Photo from the eighth day of our crazy long distance rail trip from home (London) to Sicily. We had had an unscheduled but happy first night stopover in Paris because our Eurostar train out of London was badly delayed due to 'a fatality [unexplained - perhaps fortunately] on the train'. We therefore missed our onward sleeper train connection to Rome, so spent our second day in Paris. We left Paris that evening, on the equivalent sleeper train service a day later. We reached Rome during the third day, where we changed to a daytime train for Catania, Sicily, arriving there the same evening. Our fourth day was our first full day in Sicily, and we spent this in the centre of Catania itself. We spent our fifth day on an excursion to Mount Etna run by GeoEtnaExplorer. We chose this tour company because the guides are geologists. Our particular tour went high up on the flanks on the summit, but not to the summit proper.

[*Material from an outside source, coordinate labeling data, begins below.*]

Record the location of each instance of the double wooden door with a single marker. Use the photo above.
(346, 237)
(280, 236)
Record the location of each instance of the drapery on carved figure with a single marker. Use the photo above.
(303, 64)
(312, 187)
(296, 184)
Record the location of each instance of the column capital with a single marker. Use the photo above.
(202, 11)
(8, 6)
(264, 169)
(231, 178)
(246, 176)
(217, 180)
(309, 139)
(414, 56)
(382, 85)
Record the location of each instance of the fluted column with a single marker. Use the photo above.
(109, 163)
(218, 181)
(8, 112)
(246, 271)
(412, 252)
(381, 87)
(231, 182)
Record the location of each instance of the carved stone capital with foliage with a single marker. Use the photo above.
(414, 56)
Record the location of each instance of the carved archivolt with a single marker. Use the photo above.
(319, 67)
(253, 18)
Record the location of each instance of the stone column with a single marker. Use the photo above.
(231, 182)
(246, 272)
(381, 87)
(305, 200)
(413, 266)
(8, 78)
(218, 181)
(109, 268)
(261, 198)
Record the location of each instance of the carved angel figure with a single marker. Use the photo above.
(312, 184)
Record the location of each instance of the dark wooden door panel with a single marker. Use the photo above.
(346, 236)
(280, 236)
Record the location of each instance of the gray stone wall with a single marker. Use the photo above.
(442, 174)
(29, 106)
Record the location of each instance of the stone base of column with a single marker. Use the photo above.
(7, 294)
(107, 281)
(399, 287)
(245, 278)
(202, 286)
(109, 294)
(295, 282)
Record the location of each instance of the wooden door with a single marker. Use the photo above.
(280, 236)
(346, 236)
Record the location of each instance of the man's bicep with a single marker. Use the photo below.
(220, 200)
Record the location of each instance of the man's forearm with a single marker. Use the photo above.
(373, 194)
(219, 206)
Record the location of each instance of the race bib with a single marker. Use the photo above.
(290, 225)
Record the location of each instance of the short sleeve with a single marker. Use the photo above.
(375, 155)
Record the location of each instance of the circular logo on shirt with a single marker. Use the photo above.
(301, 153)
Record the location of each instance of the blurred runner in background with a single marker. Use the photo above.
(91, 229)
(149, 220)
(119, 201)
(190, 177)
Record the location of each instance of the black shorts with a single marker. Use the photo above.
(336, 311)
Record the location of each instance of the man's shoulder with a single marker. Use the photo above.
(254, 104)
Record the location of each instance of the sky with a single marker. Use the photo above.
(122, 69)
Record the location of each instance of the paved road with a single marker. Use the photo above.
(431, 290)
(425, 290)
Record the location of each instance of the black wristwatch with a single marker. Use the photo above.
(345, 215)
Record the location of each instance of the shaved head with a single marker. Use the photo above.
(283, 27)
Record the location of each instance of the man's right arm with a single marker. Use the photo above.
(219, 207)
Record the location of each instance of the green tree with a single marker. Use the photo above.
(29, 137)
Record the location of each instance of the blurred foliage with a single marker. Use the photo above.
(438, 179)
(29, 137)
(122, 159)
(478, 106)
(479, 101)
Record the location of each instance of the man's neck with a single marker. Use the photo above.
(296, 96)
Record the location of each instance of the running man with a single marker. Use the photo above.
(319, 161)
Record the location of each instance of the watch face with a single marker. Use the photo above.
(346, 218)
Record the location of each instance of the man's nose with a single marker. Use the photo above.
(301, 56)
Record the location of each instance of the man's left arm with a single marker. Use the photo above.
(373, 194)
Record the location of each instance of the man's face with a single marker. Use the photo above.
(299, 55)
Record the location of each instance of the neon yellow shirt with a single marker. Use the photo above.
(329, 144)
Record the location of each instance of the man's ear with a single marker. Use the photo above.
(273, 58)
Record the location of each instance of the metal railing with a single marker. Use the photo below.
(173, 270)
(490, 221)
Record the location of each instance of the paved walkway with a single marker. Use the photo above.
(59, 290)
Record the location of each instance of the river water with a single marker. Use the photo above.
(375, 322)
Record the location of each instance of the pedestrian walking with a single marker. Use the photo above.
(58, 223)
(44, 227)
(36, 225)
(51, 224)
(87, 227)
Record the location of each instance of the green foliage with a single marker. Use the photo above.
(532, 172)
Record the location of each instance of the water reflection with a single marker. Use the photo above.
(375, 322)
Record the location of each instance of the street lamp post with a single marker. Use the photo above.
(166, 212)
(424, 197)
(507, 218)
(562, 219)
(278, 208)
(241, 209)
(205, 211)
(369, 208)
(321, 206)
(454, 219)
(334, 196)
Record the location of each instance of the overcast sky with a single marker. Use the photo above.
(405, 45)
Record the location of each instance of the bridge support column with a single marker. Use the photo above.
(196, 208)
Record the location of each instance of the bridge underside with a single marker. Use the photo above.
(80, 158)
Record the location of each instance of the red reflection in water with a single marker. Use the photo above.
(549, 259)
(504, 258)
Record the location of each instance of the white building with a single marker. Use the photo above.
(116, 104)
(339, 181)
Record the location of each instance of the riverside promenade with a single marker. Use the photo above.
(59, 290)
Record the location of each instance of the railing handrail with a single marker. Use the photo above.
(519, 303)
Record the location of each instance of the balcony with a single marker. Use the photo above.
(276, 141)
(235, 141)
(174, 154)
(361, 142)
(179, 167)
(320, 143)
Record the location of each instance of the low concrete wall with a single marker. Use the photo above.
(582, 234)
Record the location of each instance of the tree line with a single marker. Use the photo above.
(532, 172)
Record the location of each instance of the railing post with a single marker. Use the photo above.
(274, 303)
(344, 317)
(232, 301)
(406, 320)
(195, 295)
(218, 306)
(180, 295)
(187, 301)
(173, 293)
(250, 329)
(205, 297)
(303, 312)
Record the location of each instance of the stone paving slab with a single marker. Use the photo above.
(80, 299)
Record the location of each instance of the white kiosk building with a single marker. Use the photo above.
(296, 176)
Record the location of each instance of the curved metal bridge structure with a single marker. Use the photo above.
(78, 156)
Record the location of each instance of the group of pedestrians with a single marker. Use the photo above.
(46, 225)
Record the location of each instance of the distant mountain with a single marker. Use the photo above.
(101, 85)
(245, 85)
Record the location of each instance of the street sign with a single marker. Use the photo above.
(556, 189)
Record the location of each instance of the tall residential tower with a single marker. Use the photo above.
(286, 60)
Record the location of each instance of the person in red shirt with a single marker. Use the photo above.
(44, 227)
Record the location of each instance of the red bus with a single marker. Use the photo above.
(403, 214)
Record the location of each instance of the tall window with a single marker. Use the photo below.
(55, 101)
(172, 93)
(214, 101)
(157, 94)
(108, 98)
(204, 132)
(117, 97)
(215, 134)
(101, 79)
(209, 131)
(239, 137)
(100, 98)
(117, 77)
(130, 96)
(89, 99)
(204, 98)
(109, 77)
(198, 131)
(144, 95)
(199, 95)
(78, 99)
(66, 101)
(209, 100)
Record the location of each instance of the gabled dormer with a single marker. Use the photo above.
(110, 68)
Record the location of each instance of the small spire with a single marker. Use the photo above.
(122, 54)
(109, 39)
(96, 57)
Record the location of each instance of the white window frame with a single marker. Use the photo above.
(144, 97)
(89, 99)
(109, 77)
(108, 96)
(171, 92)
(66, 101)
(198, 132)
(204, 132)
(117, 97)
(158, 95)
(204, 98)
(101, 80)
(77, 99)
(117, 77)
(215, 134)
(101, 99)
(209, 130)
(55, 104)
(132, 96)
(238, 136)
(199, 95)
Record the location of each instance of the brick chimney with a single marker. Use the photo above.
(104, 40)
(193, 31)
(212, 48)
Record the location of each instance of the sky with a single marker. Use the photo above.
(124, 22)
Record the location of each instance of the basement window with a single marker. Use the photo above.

For this sixth day, our final full day in Sicily, we took the bus from Catania (our base) to Siracusa, in search of Ancient Greek remains, while also getting distracted by other interesting sights, and some excellent ice cream, at various points in the day. But perhaps the most spectacular thing was the huge thunderstorm which hit us in the early part of the afternoon. The seventh day was the start of our homeward journey, for which we took our sixth train of the trip, from Catania and ending with an overnight stop in Rome. We spent the eighth day on a long walk through the heart of Rome, where we hadn't been back since I worked there briefly many years ago, before continuing our way home to London by catching a sleeper train that evening to Paris.

 

By the end of the whole holiday trip we had seen things and sites from ancient Greek time to modern, so the trip felt like a mini Grand Tour. Or given the rich mythology of Sicily, Etna and the Straits of Messina (Odysseus, the Cyclops, Scylla & Charybdis, etc.) perhaps our trip was like a modern mini Odyssey of our times. Odysseus took ten years to get home. It took us ten trains - but no monsters.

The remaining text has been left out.